Mismatch 2: Org as Source of Truth
Picture a team that shares a living document (a project plan, a policy) but instead of using a shared platform, they email copies around. You send your version to three colleagues. They each make changes. Meanwhile, you've made more changes on your copy. Four different versions now exist, each holding some portion of the truth, and no one knows which one is current.
That's Salesforce DevOps without a metadata-native workflow. Except the document is your production org, and the consequences aren't a stale policy. They're a broken release.
Here's how drift is born. A developer makes changes in a sandbox and commits them to Git. An admin, under pressure to fix something before the weekend, makes a change directly in production. A consultant adjusts a flow in QA to unblock a test. None of those changes are in the same place. Some are in Git. Some are in the org. Some are in both, out of sync with each other.
Git doesn't know any of this happened. Git knows what was last committed to it. That's all it knows.
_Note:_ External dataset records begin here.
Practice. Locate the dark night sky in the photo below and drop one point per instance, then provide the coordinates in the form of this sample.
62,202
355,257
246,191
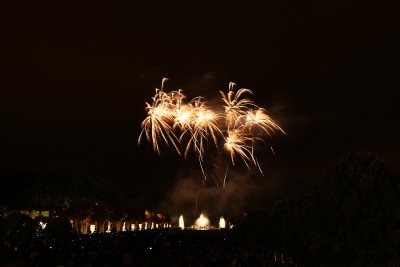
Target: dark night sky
75,76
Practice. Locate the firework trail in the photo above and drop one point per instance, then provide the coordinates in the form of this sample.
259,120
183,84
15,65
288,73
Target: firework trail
192,125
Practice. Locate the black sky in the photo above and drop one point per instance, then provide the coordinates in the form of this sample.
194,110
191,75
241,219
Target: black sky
75,76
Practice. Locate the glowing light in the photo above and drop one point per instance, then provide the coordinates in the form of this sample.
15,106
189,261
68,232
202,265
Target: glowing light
181,222
202,222
222,223
92,228
42,225
193,125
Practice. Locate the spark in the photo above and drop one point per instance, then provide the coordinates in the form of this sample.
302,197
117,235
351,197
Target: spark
192,125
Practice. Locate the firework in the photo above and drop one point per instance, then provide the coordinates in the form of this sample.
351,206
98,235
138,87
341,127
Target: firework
192,125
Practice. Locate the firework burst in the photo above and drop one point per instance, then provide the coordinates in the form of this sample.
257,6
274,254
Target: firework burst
192,125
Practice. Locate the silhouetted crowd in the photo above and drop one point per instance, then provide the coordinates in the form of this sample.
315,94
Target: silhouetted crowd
140,248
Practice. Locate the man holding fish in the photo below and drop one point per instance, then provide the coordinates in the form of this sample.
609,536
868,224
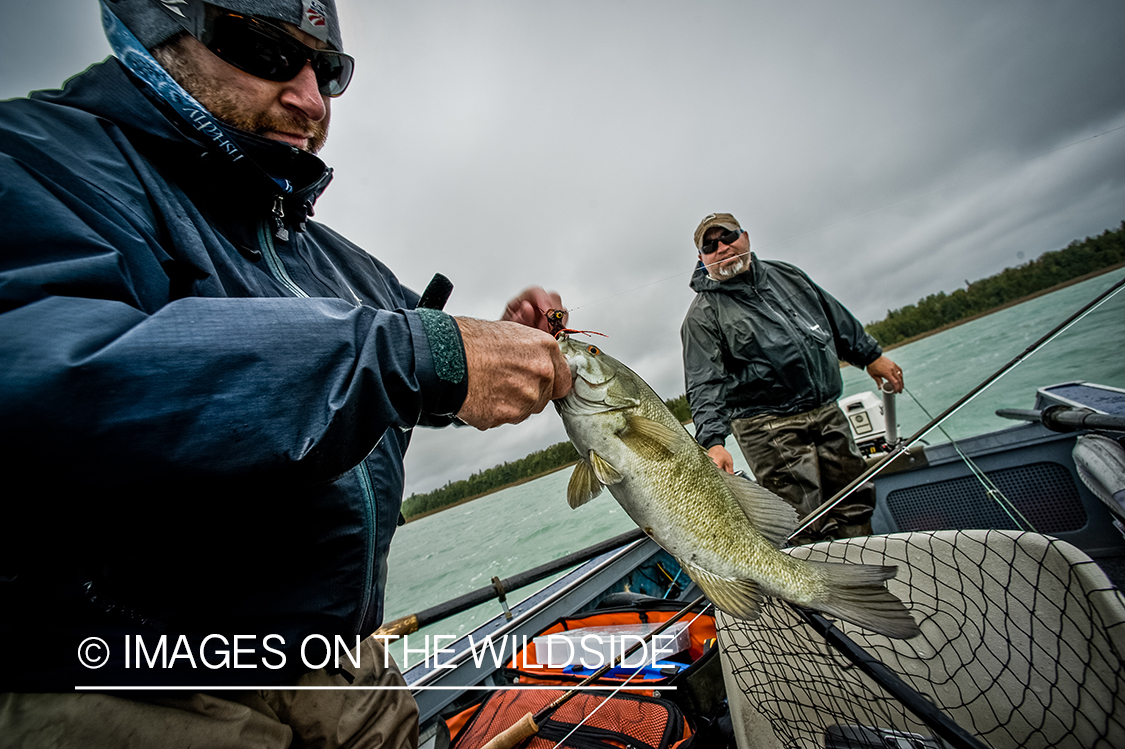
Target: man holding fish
207,396
762,348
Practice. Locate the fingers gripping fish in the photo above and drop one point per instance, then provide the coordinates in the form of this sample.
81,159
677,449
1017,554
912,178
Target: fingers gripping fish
726,532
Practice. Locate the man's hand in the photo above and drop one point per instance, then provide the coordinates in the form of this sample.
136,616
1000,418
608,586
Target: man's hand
721,458
530,308
884,369
513,370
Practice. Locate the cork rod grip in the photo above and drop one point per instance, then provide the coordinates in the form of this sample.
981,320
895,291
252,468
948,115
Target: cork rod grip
511,737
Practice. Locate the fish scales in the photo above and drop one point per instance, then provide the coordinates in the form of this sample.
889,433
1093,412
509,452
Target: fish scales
723,531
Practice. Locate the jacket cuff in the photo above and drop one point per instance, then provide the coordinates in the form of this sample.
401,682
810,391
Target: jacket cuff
440,363
711,441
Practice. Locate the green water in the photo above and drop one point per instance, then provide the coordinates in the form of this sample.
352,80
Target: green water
459,550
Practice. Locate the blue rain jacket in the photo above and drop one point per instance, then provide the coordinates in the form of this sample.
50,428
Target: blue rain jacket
203,424
767,341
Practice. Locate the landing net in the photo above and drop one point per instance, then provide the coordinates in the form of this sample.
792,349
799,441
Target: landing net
1022,646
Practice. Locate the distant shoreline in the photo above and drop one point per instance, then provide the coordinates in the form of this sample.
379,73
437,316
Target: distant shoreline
1056,287
947,326
485,494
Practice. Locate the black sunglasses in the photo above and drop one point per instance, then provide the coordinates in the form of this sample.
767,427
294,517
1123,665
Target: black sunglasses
268,52
729,237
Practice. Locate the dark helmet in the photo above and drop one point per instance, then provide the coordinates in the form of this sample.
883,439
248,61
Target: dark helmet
154,21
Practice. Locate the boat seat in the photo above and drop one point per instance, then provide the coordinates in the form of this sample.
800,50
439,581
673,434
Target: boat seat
1022,643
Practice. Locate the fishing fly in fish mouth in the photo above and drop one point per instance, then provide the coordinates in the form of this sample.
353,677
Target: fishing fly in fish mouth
725,531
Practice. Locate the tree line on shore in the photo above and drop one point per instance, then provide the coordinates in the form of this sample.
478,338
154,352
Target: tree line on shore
934,312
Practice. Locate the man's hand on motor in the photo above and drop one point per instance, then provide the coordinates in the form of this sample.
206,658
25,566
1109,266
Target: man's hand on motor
514,371
721,458
884,369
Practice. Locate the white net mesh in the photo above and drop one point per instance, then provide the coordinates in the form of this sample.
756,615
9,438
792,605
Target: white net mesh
1022,646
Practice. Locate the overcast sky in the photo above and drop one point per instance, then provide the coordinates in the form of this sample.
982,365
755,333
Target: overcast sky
890,149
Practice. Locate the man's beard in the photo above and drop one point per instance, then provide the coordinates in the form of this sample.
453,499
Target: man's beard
721,273
226,107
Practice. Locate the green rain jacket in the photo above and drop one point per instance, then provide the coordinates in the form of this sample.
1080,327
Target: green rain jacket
767,341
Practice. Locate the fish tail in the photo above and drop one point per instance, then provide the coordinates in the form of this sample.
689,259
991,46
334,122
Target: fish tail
857,593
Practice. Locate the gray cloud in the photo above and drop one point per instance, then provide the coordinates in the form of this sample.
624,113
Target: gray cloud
892,150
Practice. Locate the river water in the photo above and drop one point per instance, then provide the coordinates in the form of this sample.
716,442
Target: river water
459,550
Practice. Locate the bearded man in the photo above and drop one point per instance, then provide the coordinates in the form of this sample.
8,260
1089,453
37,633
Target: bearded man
207,396
762,348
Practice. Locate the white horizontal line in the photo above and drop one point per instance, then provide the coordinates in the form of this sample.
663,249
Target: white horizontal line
282,687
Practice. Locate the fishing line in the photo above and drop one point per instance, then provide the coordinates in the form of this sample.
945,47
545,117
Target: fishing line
843,220
991,489
628,679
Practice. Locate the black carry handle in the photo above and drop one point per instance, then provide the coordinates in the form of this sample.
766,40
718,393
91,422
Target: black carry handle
437,292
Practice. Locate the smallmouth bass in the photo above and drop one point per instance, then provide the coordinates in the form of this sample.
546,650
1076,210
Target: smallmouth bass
725,531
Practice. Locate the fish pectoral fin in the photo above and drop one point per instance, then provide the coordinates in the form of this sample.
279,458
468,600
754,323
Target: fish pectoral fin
771,515
584,485
614,400
737,596
605,472
648,438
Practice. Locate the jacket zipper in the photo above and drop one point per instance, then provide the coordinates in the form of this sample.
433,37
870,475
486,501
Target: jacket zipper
362,476
794,332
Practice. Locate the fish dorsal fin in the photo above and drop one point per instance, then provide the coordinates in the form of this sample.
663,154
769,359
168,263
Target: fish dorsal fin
738,597
603,470
648,438
584,485
773,517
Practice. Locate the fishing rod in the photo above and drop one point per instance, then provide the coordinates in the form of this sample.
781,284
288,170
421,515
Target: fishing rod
902,447
498,589
528,725
926,711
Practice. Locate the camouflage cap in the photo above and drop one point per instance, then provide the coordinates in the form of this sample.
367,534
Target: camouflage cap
154,21
726,220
When the next deployment runs, the pipeline pushes what's in the repo to the org. The admin's production fix gets overwritten by an older version from Git. The consultant's QA change disappears on the next refresh. The developer's sandbox work collides with changes in the target org that Git didn't know existed.
This is called code clobber, and it's not a corner case. It's the natural outcome of having two separate systems both accumulating changes with no mechanism for reconciling them.
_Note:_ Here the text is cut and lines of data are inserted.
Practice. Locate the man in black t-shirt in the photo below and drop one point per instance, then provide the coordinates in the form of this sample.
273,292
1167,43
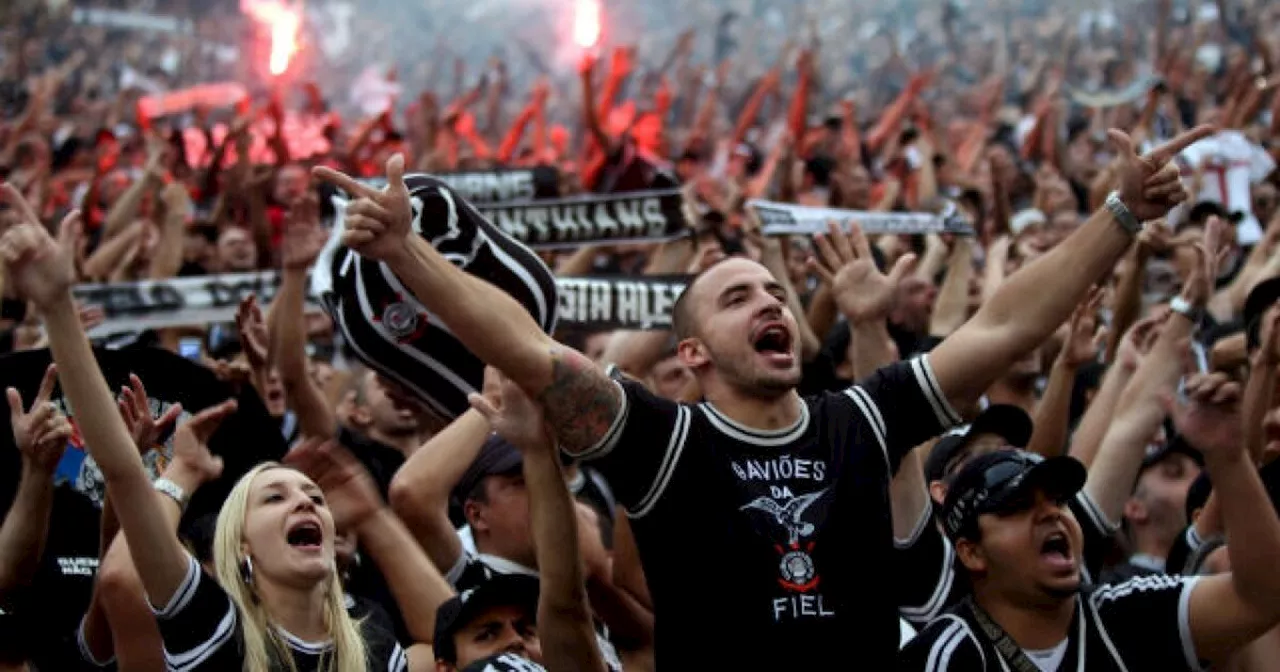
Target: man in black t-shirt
931,581
1020,548
759,508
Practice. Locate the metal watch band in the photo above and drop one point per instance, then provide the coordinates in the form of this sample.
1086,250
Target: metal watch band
173,490
1123,215
1184,307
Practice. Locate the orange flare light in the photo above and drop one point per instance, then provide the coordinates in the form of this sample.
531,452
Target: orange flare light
282,21
586,23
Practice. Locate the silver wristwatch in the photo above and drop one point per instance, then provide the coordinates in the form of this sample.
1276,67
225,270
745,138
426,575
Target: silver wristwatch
173,490
1184,307
1124,216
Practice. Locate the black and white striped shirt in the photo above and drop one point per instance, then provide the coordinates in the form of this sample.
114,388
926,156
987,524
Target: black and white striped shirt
201,631
1137,625
781,539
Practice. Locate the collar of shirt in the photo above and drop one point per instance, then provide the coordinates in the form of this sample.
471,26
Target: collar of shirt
1147,562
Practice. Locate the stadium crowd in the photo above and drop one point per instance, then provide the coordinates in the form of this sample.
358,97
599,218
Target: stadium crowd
293,388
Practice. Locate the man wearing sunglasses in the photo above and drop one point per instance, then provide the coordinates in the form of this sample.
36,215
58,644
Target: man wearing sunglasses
1022,549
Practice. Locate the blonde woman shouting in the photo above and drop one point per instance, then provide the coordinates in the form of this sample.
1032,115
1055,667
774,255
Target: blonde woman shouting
275,603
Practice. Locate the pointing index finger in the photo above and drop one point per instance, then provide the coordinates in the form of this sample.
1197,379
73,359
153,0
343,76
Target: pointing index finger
1162,154
46,384
344,182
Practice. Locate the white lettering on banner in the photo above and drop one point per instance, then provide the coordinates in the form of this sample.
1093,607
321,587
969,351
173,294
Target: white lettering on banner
493,187
796,607
630,305
77,566
780,469
581,223
214,298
The fundamental problem is architectural. In every other software context, the repository is the source of truth. What's in Git is what's deployed. In Salesforce, the live org is the source of truth. Git is a snapshot, a partial, point-in-time approximation of what's in the org, captured whenever someone remembers to retrieve and commit. The gap between that snapshot and reality grows continuously.
There is a second dimension to the structural gap. Source control holds only what someone explicitly committed to it, and in Salesforce that has always been a small fraction of the org's total configuration surface. The automations, permission layers, and platform settings that make up the rest exist only in the org, regardless of how disciplined the team is.
This mismatch is the root of most of the others. Drift creates the conditions for Mismatches 3, 4, and 6, and makes Mismatch 7 (audit) essentially impossible to satisfy.
The Human Translator Tax that many teams pay, funding a Release Manager whose job is reconciling what's in Git with what's actually in the org, is a direct consequence of this mismatch. It's not a process problem. It's what happens when you use the wrong tool for the source of truth.